OK, maybe I misused the term “fortunate” there, because VGXPO was an utter mess.
Having attended last year’s convention, I had set my expectations to what I thought was a reasonable level. I expected to experience a show similar to the one they threw last year. Nothing spectacular or newsworthy — just a convention where a video game enthusiast could come and be surrounded by games.
That said, I knew I was in for trouble when I picked up my press pass. Instead of a nifty media badge allowing me unfettered access to anything I might find interesting, like I had last year, they gave me a yellow wristband on which they hand-wrote the word “press.” Thanks a lot, guys.
With press pass on wrist, I wearily headed to the show floor. A couple of independent developers greeted me with obligatory fliers for their upcoming games dressed as their imagined characters. Par for the course so far.
Beyond them, I saw the ample space understandably given to Nintendo, considering they were the top exhibitor this year. Then I scanned the rest of the floor. “Where is everything else?” I thought to myself.
To give you a better idea of what I’m talking about, I have included a picture of the show floor:
This town…is becoming like a ghost town. -The Specials
The pamphlet boasts 150,000 square feet of floor space, and as you can see, they decided to use every inch of that space to give you lots of elbow room. Inside of this elbow-allowing space resided a variety of mildly interesting and somewhat dumbfounding activities divided into sections that were labeled in the handy-dandy pamphlet.

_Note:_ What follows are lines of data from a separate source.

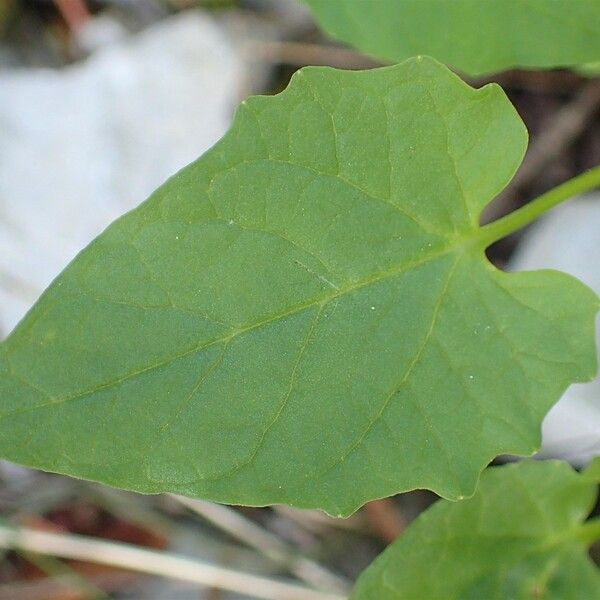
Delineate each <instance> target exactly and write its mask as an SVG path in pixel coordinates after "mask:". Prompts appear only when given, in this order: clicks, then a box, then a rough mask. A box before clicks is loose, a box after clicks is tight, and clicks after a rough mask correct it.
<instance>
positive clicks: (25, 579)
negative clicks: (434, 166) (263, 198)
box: [0, 0, 600, 600]
mask: <svg viewBox="0 0 600 600" xmlns="http://www.w3.org/2000/svg"><path fill="white" fill-rule="evenodd" d="M308 64H313V65H330V66H335V67H340V68H348V69H362V68H371V67H375V66H378V64H377V63H376V62H375V61H374V60H372V59H370V58H368V57H365V56H362V55H360V54H358V53H356V52H354V51H352V50H351V49H348V48H344V47H341V46H339V45H335V44H334V43H332V42H331V41H330V40H328V39H327V38H325V37H324V36H323V35H322V34H321V33H320V32H319V31H318V29H317V28H316V27H315V25H314V23H313V21H312V19H311V17H310V14H309V13H308V11H307V10H306V9H305V8H304V7H303V6H302V5H301V4H300V3H299V2H296V1H295V0H237V1H236V0H101V1H100V0H94V1H93V0H0V339H2V337H4V336H5V335H7V334H8V333H9V332H10V331H11V329H12V328H13V327H14V326H15V324H16V323H17V322H18V321H19V319H20V318H21V317H22V316H23V315H24V314H25V312H26V311H27V310H28V308H29V307H30V306H31V305H32V304H33V302H35V300H36V299H37V297H38V296H39V294H40V293H41V292H42V291H43V289H44V288H45V287H46V286H47V285H48V284H49V283H50V281H51V280H52V279H53V278H54V277H55V276H56V275H57V274H58V273H59V272H60V271H61V270H62V268H63V267H64V266H65V265H66V264H67V262H68V261H69V260H71V259H72V258H73V257H74V256H75V254H76V253H77V252H78V251H79V250H81V249H82V248H83V247H84V246H85V245H86V244H87V243H88V242H89V241H91V240H92V239H93V238H94V237H95V236H96V235H97V234H98V233H100V232H101V231H102V230H103V229H104V228H105V227H106V226H107V225H108V224H109V223H110V222H111V221H112V220H114V219H115V218H116V217H117V216H119V215H121V214H122V213H124V212H125V211H127V210H130V209H132V208H134V207H135V206H136V205H137V204H139V203H140V202H141V201H143V200H144V199H145V198H146V197H147V196H148V195H149V193H150V192H152V191H153V190H154V189H155V188H156V187H157V186H158V185H160V184H161V183H162V182H163V181H164V180H165V179H166V178H167V177H169V176H171V175H173V174H174V173H175V172H176V171H177V170H178V169H180V168H181V167H183V166H184V165H185V164H187V163H188V162H190V161H191V160H193V159H195V158H197V157H198V156H199V155H200V154H202V153H203V152H204V151H205V150H207V149H208V148H209V147H210V146H211V145H212V144H214V142H216V141H217V140H218V139H219V137H220V136H221V135H222V134H223V133H224V132H225V130H226V129H227V127H228V125H229V123H230V121H231V118H232V115H233V112H234V110H235V107H236V105H237V104H238V103H239V102H240V101H241V100H243V99H244V98H245V97H246V96H248V95H250V94H256V93H260V94H273V93H277V92H278V91H280V90H282V89H283V88H284V87H285V86H286V84H287V82H288V81H289V78H290V76H291V75H292V74H293V73H294V71H295V70H297V69H298V68H300V67H302V66H304V65H308ZM468 81H469V83H471V84H472V85H475V86H480V85H483V84H484V83H487V82H488V81H497V82H498V83H500V84H501V85H502V86H503V88H504V89H505V90H506V92H507V94H508V95H509V97H510V99H511V100H512V101H513V103H514V104H515V105H516V107H517V110H518V111H519V113H520V114H521V117H522V118H523V120H524V121H525V123H526V125H527V127H528V129H529V131H530V134H531V143H530V148H529V151H528V154H527V157H526V160H525V162H524V164H523V166H522V168H521V169H520V171H519V172H518V174H517V176H516V178H515V179H514V181H513V182H512V183H511V185H510V186H509V188H508V189H507V190H505V192H504V193H503V194H502V195H501V196H500V197H499V198H497V199H496V201H495V202H494V203H493V204H492V205H491V206H490V207H489V209H488V211H487V212H486V214H485V215H484V219H485V220H492V219H495V218H498V217H499V216H501V215H503V214H505V213H507V212H509V211H511V210H514V209H515V208H517V207H518V206H520V205H522V204H524V203H525V202H526V201H527V200H529V199H531V198H533V197H535V196H537V195H539V194H540V193H542V192H544V191H546V190H547V189H549V188H551V187H553V186H555V185H557V184H559V183H561V182H562V181H564V180H566V179H568V178H570V177H573V176H575V175H577V174H578V173H580V172H582V171H583V170H585V169H587V168H590V167H592V166H595V165H597V164H599V163H600V80H598V79H597V78H594V73H593V69H590V70H589V72H585V73H574V72H571V71H566V70H560V71H546V72H534V71H529V72H526V71H510V72H505V73H502V74H499V75H497V76H494V77H490V78H487V79H485V80H468ZM489 254H490V259H491V260H492V261H493V262H494V263H495V264H497V265H498V266H500V267H502V268H506V269H519V270H522V269H531V268H538V267H556V268H560V269H562V270H565V271H567V272H570V273H572V274H574V275H576V276H578V277H580V278H581V279H583V280H584V281H585V282H587V283H588V284H589V285H590V286H592V287H594V289H596V291H597V292H599V293H600V266H599V265H600V196H599V195H598V194H596V195H595V196H594V195H590V196H589V197H587V198H584V199H579V200H577V201H574V202H572V203H569V204H567V205H564V206H563V207H560V208H559V209H557V210H556V211H555V212H554V213H553V214H551V215H550V216H548V217H547V218H546V219H544V220H543V222H542V223H540V224H539V225H536V226H534V227H533V228H531V229H529V230H526V231H525V232H520V233H519V234H517V235H514V236H512V237H511V238H509V239H506V240H503V241H502V242H501V243H499V244H496V245H495V246H494V247H492V248H491V249H490V251H489ZM542 454H543V455H544V456H558V457H562V458H566V459H567V460H569V461H571V462H572V463H573V464H574V465H576V466H582V465H584V464H586V463H587V462H588V461H589V459H590V458H591V457H592V456H594V455H598V454H600V384H599V383H598V381H596V382H594V383H592V384H587V385H578V386H573V387H572V388H571V389H570V390H569V391H568V393H567V395H566V396H565V398H564V399H563V400H562V401H561V402H560V403H559V404H558V405H557V407H556V408H555V409H553V411H552V412H551V413H550V415H549V417H548V418H547V419H546V422H545V424H544V449H543V453H542ZM434 500H435V495H433V494H430V493H428V492H419V491H417V492H412V493H409V494H403V495H401V496H398V497H396V498H391V499H387V500H382V501H377V502H372V503H370V504H368V505H367V506H366V507H364V508H363V509H362V510H361V511H359V512H358V513H357V514H356V515H354V516H353V517H351V518H350V519H347V520H340V519H332V518H329V517H327V516H325V515H324V514H321V513H319V512H312V511H298V510H292V509H289V508H285V507H274V508H268V509H248V508H233V507H223V506H218V505H214V504H211V503H207V502H199V501H190V500H188V499H183V498H178V497H174V496H158V497H144V496H140V495H136V494H130V493H126V492H121V491H117V490H113V489H110V488H107V487H104V486H99V485H96V484H91V483H87V482H82V481H76V480H72V479H68V478H65V477H60V476H55V475H50V474H44V473H39V472H32V471H28V470H26V469H23V468H20V467H17V466H14V465H10V464H7V463H0V519H3V520H4V521H8V522H10V523H11V524H15V525H20V526H23V527H28V528H34V529H37V530H41V531H44V532H48V533H54V534H59V535H60V536H61V537H60V539H59V538H56V539H57V540H58V541H57V543H62V544H63V548H62V550H63V554H65V555H67V556H66V557H63V558H60V556H61V552H60V550H57V551H56V552H55V553H54V554H55V555H56V556H54V555H53V554H52V552H48V553H45V554H33V553H28V552H27V553H26V552H20V553H17V552H14V551H8V550H7V551H3V550H2V549H1V548H0V553H2V554H1V556H0V600H4V599H6V600H9V599H10V600H37V599H39V600H54V599H57V600H58V599H69V600H71V599H73V600H75V599H77V600H79V599H81V600H83V599H92V598H93V599H100V598H118V599H120V598H136V599H137V598H139V599H145V598H148V599H155V598H156V599H163V598H165V599H179V598H181V599H188V598H189V599H198V598H201V599H206V600H217V599H223V600H225V599H234V598H245V597H248V596H247V595H240V594H239V593H234V592H231V591H227V590H226V589H223V588H226V587H227V585H224V584H223V582H225V581H230V582H231V581H236V577H238V576H239V574H240V573H253V574H255V575H257V576H258V579H257V580H256V581H254V580H252V581H254V584H255V585H256V586H257V587H256V588H253V592H252V593H253V594H254V595H253V596H252V597H259V598H282V599H285V598H286V597H287V598H290V599H291V598H309V596H308V595H307V594H308V592H307V591H306V588H313V589H315V590H321V591H322V593H321V594H320V595H314V596H310V597H312V598H314V599H315V600H318V599H319V598H322V599H323V600H326V599H327V598H330V599H331V598H335V597H343V595H344V594H345V592H346V591H347V590H348V588H349V586H350V585H351V582H352V581H353V580H354V579H355V578H356V576H357V575H358V573H359V572H360V571H361V570H362V569H363V568H364V567H365V566H366V565H367V564H369V563H370V562H371V561H372V560H373V558H374V557H375V556H376V555H377V554H378V553H379V552H380V551H381V550H382V549H383V548H384V547H385V545H386V544H388V543H390V542H391V541H392V540H393V539H394V538H395V537H396V536H397V535H399V534H401V532H402V530H403V529H404V527H405V526H406V525H407V523H409V522H410V521H411V520H412V519H413V518H414V517H415V516H416V515H418V514H419V513H420V512H421V511H422V510H424V509H425V508H426V507H427V506H429V504H430V503H431V502H433V501H434ZM71 534H82V535H85V536H86V540H88V541H87V542H86V543H88V546H86V548H87V550H86V548H81V547H79V550H78V548H74V547H71V546H70V545H69V544H70V543H71V541H72V540H71V538H70V537H69V536H70V535H71ZM88 538H92V539H91V540H89V539H88ZM52 539H55V538H52ZM60 540H62V542H60ZM98 541H103V545H97V544H96V545H94V542H98ZM115 542H126V543H128V544H133V545H135V546H136V547H138V548H145V549H147V550H150V551H151V554H145V555H143V558H144V561H145V563H144V564H146V565H147V570H148V571H149V573H148V574H141V573H133V572H132V571H128V570H124V569H122V568H119V566H125V565H126V561H125V562H123V561H124V560H125V558H126V556H125V558H124V555H123V552H122V547H121V546H118V545H115V544H114V543H115ZM90 544H91V545H90ZM1 545H2V538H1V536H0V546H1ZM90 548H91V550H90ZM69 549H70V550H69ZM78 551H79V554H78ZM85 551H88V554H87V555H86V558H88V559H90V557H91V554H89V553H90V552H91V553H92V554H93V553H94V552H96V553H97V552H100V553H101V554H102V555H103V556H104V557H105V559H106V562H110V563H112V564H111V565H100V564H97V563H98V562H99V561H98V560H93V561H92V560H91V561H90V562H85V561H82V560H76V559H75V557H77V556H79V557H81V556H82V553H83V552H85ZM165 552H166V553H168V554H169V555H170V554H171V553H172V554H177V555H183V556H186V557H189V559H190V560H189V561H188V562H187V563H185V564H178V565H176V564H174V563H172V562H171V563H169V562H168V561H167V562H165V560H164V557H165V554H164V553H165ZM69 553H70V554H71V555H74V556H69ZM94 556H96V555H94ZM200 563H208V564H211V565H217V566H219V567H220V568H221V569H222V571H219V572H218V573H217V574H215V573H214V572H212V573H211V572H207V573H205V574H203V570H202V564H200ZM176 567H177V568H180V569H184V571H185V569H187V571H185V572H186V573H187V574H188V575H189V574H190V573H192V574H193V576H191V575H190V576H189V577H187V579H188V580H190V579H193V580H194V581H195V582H196V583H191V582H189V583H182V582H181V581H180V580H179V579H181V577H179V578H178V577H177V573H179V575H181V571H178V570H177V568H176ZM169 569H170V570H169ZM160 574H163V575H169V576H168V577H162V576H158V575H160ZM217 575H218V576H217ZM194 578H195V579H194ZM183 579H186V577H183ZM282 580H287V581H288V582H289V583H290V585H291V586H292V587H294V586H295V588H294V589H296V591H297V592H294V591H293V589H291V588H290V590H288V591H285V590H282V589H281V588H277V585H278V582H280V581H282ZM246 583H248V582H245V580H242V583H241V584H240V585H241V587H242V588H244V586H245V585H246ZM250 583H252V582H250ZM254 584H253V585H254ZM303 586H304V587H303ZM239 587H240V586H238V588H239ZM303 590H305V591H303ZM246 591H247V592H249V591H250V587H248V589H246ZM288 592H289V594H288ZM294 593H297V594H298V595H297V596H294V595H293V594H294ZM261 594H262V595H261ZM269 594H270V595H269ZM286 594H288V595H286Z"/></svg>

Now, before I list each section and what you could expect to see contained within, allow me to state that this “map” that VGXPO gave out might be one of the most poorly made I have ever witnessed. It is so awful, in fact, that I have decided to include it here:
So…which way is north?
You see what I’m talking about? If this map was a person and you asked this person directions, he would act really annoyed while avidly avoiding making eye contact, waving his arm in some general direction, and saying something like “uuugggghhhh.”
To make matters worse, two of these sections, The Colosseum and Live Action Gaming, were not even there. As in they were empty spaces.
But enough of what was not at the VGXPO. What was there?
Alright, maybe the exclamation point was a bit extreme. The truth is that they had less then one third of the tournaments that they had last year — no Counter-Strike v.1.6, no World of Warcraft Arena. You could, however, compete in an ad hoc tournament in one of four games: Halo 3, Super Smash Bros. Brawl, Call of Duty 4: Modern Warfare, or Street Fighter 4.
Also, push-ups. I’m not shitting you!
If competition was not your forte, you could always go to the VGXPO Arcade, which afforded you the chance to beat the game that you might not have had the quarters to accomplish in 1995. I mean, who hasn’t wanted to complete Star Trek: Strategic Operations Simulator?
Who’s that handsome devil is behind the controls? That would be Harold Burnett, infamous third chair of Sophist Radio.
Another one of VGXPO’s claims to fame is the Retrocon. Last year this was held in a separate section of the convention, giving those interested in video game collection a place to pick through years of nostalgic titles and merchandise. This year they decided to house this area within the convention proper, between the arcade and the unutilized Tabletop Gaming area.
This section was one of the only interesting areas of this convention. Sure, most of the stuff was overpriced, but where else are you gonna find some of these games?
You may have noticed that I have neglected to talk about the best and maybe only reason to attend this year’s VGXPO: Nintendo.
Truth is, Nintendo did not disappoint. To be fair, maybe being the only really interesting part of a giant shit sandwich makes what I saw there a tad bit overblown in comparison. But whatever — I got to play New Super Mario Bros Wii!
I also played the unreleased Legend of Zelda: Spirit Tracks for the DS, in addition to Punch-Out!!, Wii Sports Resort, and some random DSiWare titles and WiiWare titles.
My excitement was only deflated by the fact that no one was available for interview and I was not allowed to take pictures, regardless of how many handwritten press passes I had obtained.
They wouldn’t allow me to take any pictures inside the Nintendo area. So I took this instead.
So is VGXPO really worth the price of admission? Last year, I would have said that, while catastrophically disorganized, it was still worth the ticket price. But that was before I really understood what the phrase “catastrophically disorganized” meant.
VGXPO now seems beyond repair. The problems appear deep-rooted within the organization — starting with Ed Fleming, who a made drunken ass of himself at PAX — and sadly, I don’t see them being fixed in the foreseeable future.